# Is it illegal to have pigeons?



## Flying_Pidgy

Im not familiar with the laws and stuff but i just wanted to know if it is illegal to have pigeons as pets?


----------



## JGregg

Pigeons "in the wild" here in the US are feral, escaped domestic stock. It is absolutely legal to own a pigeon as a pet.


----------



## pigeongirl06

in some states it is, but you will have to check with yours.here in minnesota i have to have a permit stating how many pigeons i will plan to keep.i have to have all my neighbors that are 10 ft around my house agree and sign this paper. but every year i have to renew that permit for 25 bucks.and its like 65 to start.the inspector comes and check ur area and tells you how big of a coop i can build, and comes back to check on it after it is done also.so yeah, it really depends in some states.i think it is illegal in chicago.if i remember correctly, i might be wrong also.


----------



## John_D

May depend on where you are but, far as I know - generally pigeons can be kept as pets provided of course there are no restrictions which apply to your particular housing (e.g., rules for apartments) or local laws about keeping pigeons if, for instance, you wanted an aviary.

John


----------



## Flying_Pidgy

JGregg said:


> Pigeons "in the wild" here in the US are feral, escaped domestic stock. It is absolutely legal to own a pigeon as a pet.

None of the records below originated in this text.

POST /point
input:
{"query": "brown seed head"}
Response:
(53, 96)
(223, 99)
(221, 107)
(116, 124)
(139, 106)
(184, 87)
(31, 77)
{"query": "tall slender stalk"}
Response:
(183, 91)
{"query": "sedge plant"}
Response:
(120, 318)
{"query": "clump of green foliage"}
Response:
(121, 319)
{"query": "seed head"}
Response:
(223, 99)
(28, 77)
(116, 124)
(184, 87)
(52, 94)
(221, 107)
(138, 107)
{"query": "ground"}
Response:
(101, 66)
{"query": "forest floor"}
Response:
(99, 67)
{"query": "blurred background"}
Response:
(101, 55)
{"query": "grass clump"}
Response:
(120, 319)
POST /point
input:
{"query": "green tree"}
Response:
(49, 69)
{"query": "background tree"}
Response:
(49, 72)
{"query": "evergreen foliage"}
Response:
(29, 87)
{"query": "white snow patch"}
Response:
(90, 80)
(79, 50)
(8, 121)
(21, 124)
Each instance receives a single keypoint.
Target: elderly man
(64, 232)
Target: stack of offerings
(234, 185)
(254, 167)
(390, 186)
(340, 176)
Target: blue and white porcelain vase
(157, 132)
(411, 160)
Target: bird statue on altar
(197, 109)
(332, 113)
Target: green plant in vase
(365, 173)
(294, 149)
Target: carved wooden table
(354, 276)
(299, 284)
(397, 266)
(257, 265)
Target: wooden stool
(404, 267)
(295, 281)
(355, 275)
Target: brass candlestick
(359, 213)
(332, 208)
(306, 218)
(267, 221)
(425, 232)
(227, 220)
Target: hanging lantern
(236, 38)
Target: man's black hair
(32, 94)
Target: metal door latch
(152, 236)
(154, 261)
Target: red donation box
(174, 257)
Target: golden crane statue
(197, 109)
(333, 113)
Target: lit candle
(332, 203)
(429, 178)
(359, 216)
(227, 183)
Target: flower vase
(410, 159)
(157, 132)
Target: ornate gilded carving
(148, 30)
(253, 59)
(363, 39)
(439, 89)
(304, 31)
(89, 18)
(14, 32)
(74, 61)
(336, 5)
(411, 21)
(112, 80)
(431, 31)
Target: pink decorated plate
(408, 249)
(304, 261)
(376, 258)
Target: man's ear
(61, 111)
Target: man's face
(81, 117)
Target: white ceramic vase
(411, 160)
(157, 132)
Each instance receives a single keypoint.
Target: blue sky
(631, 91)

can you please elaborate on that? what do you mean feral and escaped dmestic?


By the way i live in between turlock and modesto ( 2 hours away from sacramento)


----------



## John_D

"Feral" is the term for birds or animals which, at some time in history, were kept as domestic animals, but have escaped or been released and, over generations, have successfully bred and thrived. 

Pigeons were introduced into N America by settlers and originally kept as domestic birds for food, eggs and their droppings (used for fertilizer and even in the manufacture of gunpowder). Once that fell out of favor, the pigeons formerly kept just lived wild around human habitation and became "feral". 

Just like stray cats may breed and become self-sufficient from scrounging and killing small animals and birds - they become "feral" cats.

John


----------



## Flying_Pidgy

so is it illegal to have feral pigeons? like you saved it from a cat or something and now its your pet


----------



## feralpigeon

Flying_Pidgy said:


> so is it illegal to have feral pigeons? like you saved it from a cat or something and now its your pet



Think what folks are trying to say is that unlike other wild species of birds, pigeons at one time or another were someone's stock. They aren't protected by wildlife laws that would require you if finding an injured one to turn it over to an authorized rehabber or the like. 

However, local ordinances vary regarding the keeping of pigeons especially outside housing. There are some cities such as Chicago, or at least zones in that city, where you couldn't keep them even indoors as pets. This is why you would need to have a look at local animal ordinances to see how they deal w/the keeping of pigeons. I think it unlikely that you will find it illegal, I think
mostly in California they restrict outdoor housing and the total numbers that you can keep.

fp


----------



## November-X-Scourge

is it illegal in toronto??!


----------



## AZCorbin

According to this http://www.toronto.ca/legdocs/bylaws/1999/law0028.htm
no.
Hit CTRL + F and search Pigeon to skip the other stuff.

And to the OP I would look up specific town laws. The state as a whole it is fine.
If you have the HOA then its a no go.
Do you have a reason to worry or just wondering?


----------



## November-X-Scourge

I have a pij, who wont leave me after i rescued him 8 months ago as a fledgling, and I was terrified of the thought I'd have to say goodbye! Thanks for the link!!!


----------



## ZigZagMarquis

Flying_Pidgy said:


> Im not familiar with the laws and stuff but i just wanted to know if it is illegal to have pigeons as pets?


Use some common sense... if you have one or two well cared for / caged pigeons as pets in an apartment or in your house / back-yard in some sub-division, likely no one is going hastle you... on the other hand... if you have 1 or 2 hundred pigeons in the same circumstances... think about it...


----------



## Loserr's Loft

pigeongirl06 said:


> in some states it is, but you will have to check with yours.here in minnesota i have to have a permit stating how many pigeons i will plan to keep.i have to have all my neighbors that are 10 ft around my house agree and sign this paper. but every year i have to renew that permit for 25 bucks.and its like 65 to start.the inspector comes and check ur area and tells you how big of a coop i can build, and comes back to check on it after it is done also.so yeah, it really depends in some states.i think it is illegal in chicago.if i remember correctly, i might be wrong also.


Really? Im from Minnesota too and I don't have or think I need a permit to raise Pigeons... Plus never heard of such thing.


----------



## Nkloft

i live 20 minutes away from chicago and i know alot of people who live in chicago that race and have pigeons as pets i dont think its a problem unless its bothering your neighbors then they might complain and u have to say goodbye to ur pigeon in that case. good thing my neighbors love my pigeons


----------